As for rights, I'm reticent to speak because I can't remember dates. I know they declassified sodomy as criminal either in the late nineties or 2000, but after that I remember their being a momentous cascade of other small wins like removing 'homosexual' from the list of mental illnesses. There's some interesting polls out there too that are worth looking up. Some are from NGO's and some from inside China herself...the Family Planning Bureau. I remember being astonished at how the public's view of homosexuality was more progressive than what the government was doing at the time of the poll...and for a society that is spoon-fed information, history, ideas, facts from their government, that is very interesting.

Not2Taem's picture

Pride

I definitely think we should send a contingent to check out Winos Unite on June 11. volunteers? Robin?

Too bad the Laramie Project presentation was canceled on the 12th.

Advertising only in English? Clever.

Robin Rigby's picture

"Winos Unite"? What?! Where?!

"Winos Unite"? What?! Where?!

Not2Taem's picture

shanghei

It is part of the Shanghei Pride fest.  Smile

Robin Rigby's picture

Well, I don't think that I'm

Well, I don't think that I'm going to be going to Shanghai anytime soon.  

karrr's picture

taiwanese tv show

Grace Moon's picture

awesome

thanks for all that info. How truly facinating.

so really the only thing you can be thrown in jail for is being anti-government somehow? but being a homo is totally fine?

You can be gay in public but not march (in a parade), because marching would be a display of (potential) loyality to a party of sorts?

and what are you doing in prc? working?

tweet tweet @gracemoon

karrr's picture

yeah, maybe...

i haven't put my finger on that. i guess i'm thinking that most people don't usually think anything about gayness initially. i get by with passing a lot of things off as a "foreign custom." i give my girlfriend a quick kiss on the lips in public, and it is because it is my country's custom. i don't want to much eat rice at the table, and it's because i'm an american and "we eat more bread and pasta than rice." But actually, all of a sudden those eager and great dinner hosts will stop and say, "oh american custom! how interesting! eat more cucumber!" with the lack of free information about world cultures, history, and current events i'm kind of free to make up my own.

i've been studying here off and on since 2007. i also co-own a sex shop so i'm busy with that. we sell a lot of stuff that isn't exportable to the u.s. because they are only passable by EU and other standards. u.s.a. has a lot of rules. i'm going back to school soon part time to keep up chinese language studies. pretty necessary that last bit.

 

Not2Taem's picture

Heritage

I'm thinking that folks shouldn't piss off the women in your family. 

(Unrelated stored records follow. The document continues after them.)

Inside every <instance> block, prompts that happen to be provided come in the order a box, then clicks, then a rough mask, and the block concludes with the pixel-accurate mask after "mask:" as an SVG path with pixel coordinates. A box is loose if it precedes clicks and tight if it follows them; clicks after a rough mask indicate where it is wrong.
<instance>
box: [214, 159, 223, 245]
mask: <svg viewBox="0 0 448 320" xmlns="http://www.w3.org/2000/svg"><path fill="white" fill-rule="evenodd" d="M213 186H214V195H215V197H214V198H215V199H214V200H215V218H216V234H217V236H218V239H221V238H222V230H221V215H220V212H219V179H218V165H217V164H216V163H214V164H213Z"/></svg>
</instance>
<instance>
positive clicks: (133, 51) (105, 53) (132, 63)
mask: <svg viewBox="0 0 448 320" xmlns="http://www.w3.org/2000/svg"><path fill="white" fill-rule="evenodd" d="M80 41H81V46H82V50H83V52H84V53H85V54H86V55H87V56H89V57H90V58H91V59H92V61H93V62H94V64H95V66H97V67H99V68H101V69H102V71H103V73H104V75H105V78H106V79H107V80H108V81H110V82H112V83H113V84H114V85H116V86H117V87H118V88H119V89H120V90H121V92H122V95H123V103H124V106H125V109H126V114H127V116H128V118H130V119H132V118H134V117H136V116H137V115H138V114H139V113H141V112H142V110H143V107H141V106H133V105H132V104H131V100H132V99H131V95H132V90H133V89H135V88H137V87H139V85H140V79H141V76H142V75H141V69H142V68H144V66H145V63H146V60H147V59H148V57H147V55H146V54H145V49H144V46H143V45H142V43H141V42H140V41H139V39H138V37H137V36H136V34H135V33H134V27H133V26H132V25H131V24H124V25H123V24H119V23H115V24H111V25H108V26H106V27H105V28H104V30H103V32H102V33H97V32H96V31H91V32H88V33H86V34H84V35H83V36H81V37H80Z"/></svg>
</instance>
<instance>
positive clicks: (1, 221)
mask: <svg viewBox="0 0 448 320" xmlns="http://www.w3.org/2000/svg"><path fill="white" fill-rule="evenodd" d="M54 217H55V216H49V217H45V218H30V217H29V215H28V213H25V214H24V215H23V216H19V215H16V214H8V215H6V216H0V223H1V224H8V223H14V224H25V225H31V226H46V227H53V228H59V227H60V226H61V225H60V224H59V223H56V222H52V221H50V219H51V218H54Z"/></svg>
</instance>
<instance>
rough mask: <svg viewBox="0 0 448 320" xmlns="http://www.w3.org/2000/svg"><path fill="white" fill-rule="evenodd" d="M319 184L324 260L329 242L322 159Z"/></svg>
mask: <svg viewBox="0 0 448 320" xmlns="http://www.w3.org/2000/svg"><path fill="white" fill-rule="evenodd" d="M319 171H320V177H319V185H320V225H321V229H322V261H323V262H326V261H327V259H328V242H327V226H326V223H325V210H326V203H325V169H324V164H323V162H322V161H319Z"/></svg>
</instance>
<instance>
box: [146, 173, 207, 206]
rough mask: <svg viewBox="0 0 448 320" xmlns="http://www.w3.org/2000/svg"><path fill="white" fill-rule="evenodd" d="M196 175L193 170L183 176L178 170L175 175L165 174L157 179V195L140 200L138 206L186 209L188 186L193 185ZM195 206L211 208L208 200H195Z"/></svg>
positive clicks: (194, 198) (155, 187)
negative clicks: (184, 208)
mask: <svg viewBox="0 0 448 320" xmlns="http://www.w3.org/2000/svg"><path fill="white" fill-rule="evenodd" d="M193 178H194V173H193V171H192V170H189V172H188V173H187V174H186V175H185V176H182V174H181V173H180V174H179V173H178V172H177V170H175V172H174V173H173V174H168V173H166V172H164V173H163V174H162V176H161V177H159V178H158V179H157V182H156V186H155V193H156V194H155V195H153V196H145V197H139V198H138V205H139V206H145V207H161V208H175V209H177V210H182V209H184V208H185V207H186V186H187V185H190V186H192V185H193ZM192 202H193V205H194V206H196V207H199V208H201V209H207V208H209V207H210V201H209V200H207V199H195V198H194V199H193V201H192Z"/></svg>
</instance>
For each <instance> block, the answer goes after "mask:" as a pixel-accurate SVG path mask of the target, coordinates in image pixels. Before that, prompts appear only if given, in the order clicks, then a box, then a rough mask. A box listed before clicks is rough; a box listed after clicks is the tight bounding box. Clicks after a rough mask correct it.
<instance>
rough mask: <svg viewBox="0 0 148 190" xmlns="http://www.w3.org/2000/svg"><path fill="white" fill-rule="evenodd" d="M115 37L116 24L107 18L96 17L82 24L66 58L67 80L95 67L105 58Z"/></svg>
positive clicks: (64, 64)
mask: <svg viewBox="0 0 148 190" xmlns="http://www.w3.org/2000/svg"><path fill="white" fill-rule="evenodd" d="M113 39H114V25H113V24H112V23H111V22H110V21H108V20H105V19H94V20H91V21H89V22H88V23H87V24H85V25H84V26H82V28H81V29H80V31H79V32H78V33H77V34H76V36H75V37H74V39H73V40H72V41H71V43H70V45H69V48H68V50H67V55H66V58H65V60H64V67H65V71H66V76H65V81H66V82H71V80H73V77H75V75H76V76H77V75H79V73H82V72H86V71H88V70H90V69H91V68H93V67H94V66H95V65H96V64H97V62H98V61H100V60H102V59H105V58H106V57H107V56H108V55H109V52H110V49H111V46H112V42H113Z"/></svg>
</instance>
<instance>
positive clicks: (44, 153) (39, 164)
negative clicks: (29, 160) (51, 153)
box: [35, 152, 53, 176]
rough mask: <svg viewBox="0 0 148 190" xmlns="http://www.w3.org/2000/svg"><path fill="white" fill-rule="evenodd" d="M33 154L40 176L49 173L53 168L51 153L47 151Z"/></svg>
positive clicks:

I don't generally dig history, but your format makes it manageable. Oh, and as egotistical as it seems on the part of the ruler, I dig the terra cotta crew.  Think we could make a mini terra cotta manga farie army to spread the power or the queer?

minniesota's picture

Some "facts"

Here are some "facts" people should know about from the Huffington Post article that you linked to in the blog:

"Beijing promotes Internet use for commerce, but heavily censors content it deems pornographic, anti-social or politically subversive and blocks many foreign news and social media sites, including Twitter and Facebook and the popular video site YouTube."

"Underscoring such sensitivities, Chinese media published only scant reports on Clinton's speech and Web sites carrying the Foreign Ministry response had disabled their comments pages." [bolding mine]


Still searching for the right brainy quote.

skate's picture

The U. S. has no right to

The U. S. has no right to meddle in China's affairs.  That said, I would absolutely never live in China.  To each their own.

Tex's picture

From there to here...

I like that style of writing...course, I love history too.

Mandated, elected, inherited....doesn't really matter, does it? It's what you do when you get there...

and OMG! I was thinking play army men size! See, dude was also gay - he had to have all those men around him in the after.

Haven't mentioned lately that I miss Hillary!